W listopadzie 2012 r. Krajowa Izba Gospodarcza Elektroniki i Telekomunikacji wystąpiła do Prezesa Urzędu Komunikacji Elektronicznej o udostępnienie pisma wysłanego do prezesa UKE przez jednego z operatorów. Pytano między innymi,  jaka jest proponowana cena hurtowa i metodologia za testowane usługi  Testem PS, MS. Zażądano też ujawnienia korespondencji mailowej między pracownikami Telekomunikacji Polskiej i innymi operatorami a prezesem UKE. W sumie było to 24 pytania. Testy PS i MS mają na celu sprawdzenie, czy operator nie zaniża cen usług, czy ceny nie służą wyeliminowania konkurencji wśród operatorów na rynku.

Odpowiedź prezesa UKE
Prezes Urzędu Komunikacji Elektronicznej poinformował KIG, że przekazuje jej wszystkie niezastrzeżone, znajdujące się w posiadaniu informacje, będące przedmiotem wniosku. Do pisma dołączył załącznik zawierający formularz odpowiedzi na pisemny wniosek o udostępnienie informacji publicznej.  Wskazał w nim m.in., że korespondencja elektroniczna, o której mowa we wniosku , nie stanowi informacji publicznej w rozumieniu ustawy z 6 września 2001 r. o dostępie do informacji publicznej.
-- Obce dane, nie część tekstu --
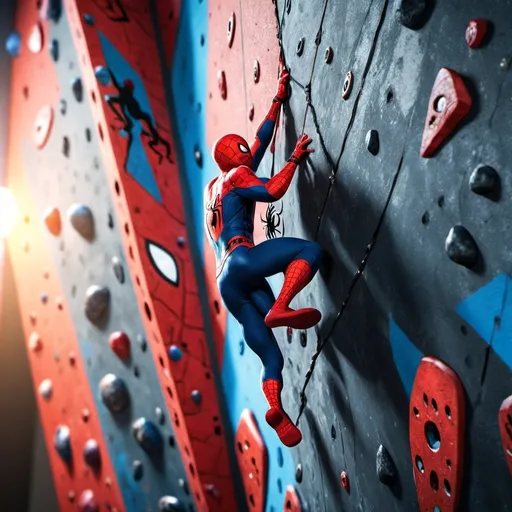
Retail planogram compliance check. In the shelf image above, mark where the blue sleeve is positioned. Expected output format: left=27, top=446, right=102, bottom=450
left=251, top=119, right=275, bottom=172
left=233, top=185, right=276, bottom=203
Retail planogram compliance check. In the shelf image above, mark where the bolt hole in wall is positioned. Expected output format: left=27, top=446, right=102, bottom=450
left=425, top=421, right=441, bottom=452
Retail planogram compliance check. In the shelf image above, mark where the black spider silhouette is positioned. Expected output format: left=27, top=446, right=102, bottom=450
left=105, top=69, right=172, bottom=163
left=260, top=203, right=284, bottom=240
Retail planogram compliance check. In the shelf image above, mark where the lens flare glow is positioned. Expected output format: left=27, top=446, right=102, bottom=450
left=0, top=187, right=20, bottom=238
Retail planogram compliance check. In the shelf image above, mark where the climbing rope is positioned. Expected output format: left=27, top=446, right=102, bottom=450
left=271, top=0, right=402, bottom=426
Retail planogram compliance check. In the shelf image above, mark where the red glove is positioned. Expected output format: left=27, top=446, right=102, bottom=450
left=289, top=133, right=315, bottom=164
left=274, top=70, right=290, bottom=103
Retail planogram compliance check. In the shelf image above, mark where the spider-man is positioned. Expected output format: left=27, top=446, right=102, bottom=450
left=204, top=72, right=322, bottom=446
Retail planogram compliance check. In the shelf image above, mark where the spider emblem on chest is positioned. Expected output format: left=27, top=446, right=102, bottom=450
left=206, top=194, right=222, bottom=242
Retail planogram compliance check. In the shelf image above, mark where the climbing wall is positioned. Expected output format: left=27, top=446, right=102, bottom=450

Powołując się na orzecznictwo Naczelnego Sądu Administracyjnego, wskazał, że "korespondencja osoby fizycznej również przesyłana drogą internetową jest prywatną korespondencją także wtedy, gdy służy załatwianiu spraw służbowych. Można ją zaliczyć do tzw. "dokumentów wewnętrznych", które nie decydują o kierunkach działania organu i nie są wyrazem jego oficjalnego stanowiska (wyrok NSA z dnia 21 czerwca 2012 r. o sygn. akt I OSK 666/12)". Tym samym organ uznał, że korespondencja elektroniczna nie mieści się w pojęciu "informacji publicznej", do której dostęp można uzyskać w trybie ustawy o dostępie do informacji publicznej. W szczególności zaś korespondencja nie stanowi dokumentu urzędowego, o którym mowa w art. 3 ust. 1 pkt 2 pow. ustawy o dostępie do informacji publicznej.

Skarga do WSA
W marcu 2013 r. KIG skierowała do Wojewódzkiego Sądu Administracyjnego w Warszawie skargę na bezczynność prezesa Urzędu Telekomunikacji Elektronicznej. Wniosła o zobowiązanie prezesa do wyliczenie pełnej korespondencji elektronicznej, przesyłanej pomiędzy nim w zakresie przeprowadzania testów zawężenia ceny (Test PS) oraz testów zawężenia marży (Test MS) dla usług. Skarżąca Krajowa Izba podała również, że wyraz informacja obejmuje swoim znaczeniem szerszy zakres pojęciowy niż "dokumenty" i nie można zawężać i utożsamiać dostępu do informacji publicznej z dostępem do dokumentów. Zdaniem KIG wszelka korespondencja Prezesa UKE oraz pracowników UKE z innymi podmiotami, niezależnie od tego w jakiej formie, a dotycząca publicznych działań Prezesa UKE dotyczy sprawy publicznej i powinna zostać udostępniona.
Innego zdania był sąd, który oddalił skargę. Zdaniem WSA pogląd Naczelnego Sądu Administracyjnego, zawarty w wyroku z 14 września 2012 r. o sygn. akt I OSK 1203/12, jest aktualny również w rozpoznawanej sprawie mimo, iż sprawa dotyczy wymiany korespondencji elektronicznej pomiędzy żądającym informacji a organem, do którego to żądanie skierowano. NSA w powołanym wyżej wyroku wskazał, że "korespondencja, w tym także mailowa osoby wykonującej zadania publiczne, z jej współpracownikami nie jest informacją publiczną, nawet jeżeli w jakiejś części dotyczy wykonywanych przez tę osobę zadań publicznych."

NSA oddala żądanie
Kasacje od wyroku złożyła KIG. Zarzuciła ona wyrokowi błędną interpretację informacji publicznej. Sprawa nie była dostatecznie wyjaśniona, gdyż WSA nawet nie zapoznał się z korespondencją.
NSA nie zgodził się z argumentami KIG i podtrzymał wyrok I instancji. Sędzia Jan Tarno wyjaśniał, że korespondencja mailowa, jeśli nie ma waloru oficjalności nie jest informacją publiczną. W tym wypadku korespondencja zawierała tajemnice kupiecką i jej ujawnienie naruszałoby dobre obyczaje - dodał sędzia. Błędem WSA było oparcie wyroku na oświadczeniach, a nie na lekturze maili, ale nie miało to wpływu na treść orzeczenia.
Sygnatura akt I OSK 2320/13, wyrok z 25 marca 2014 r.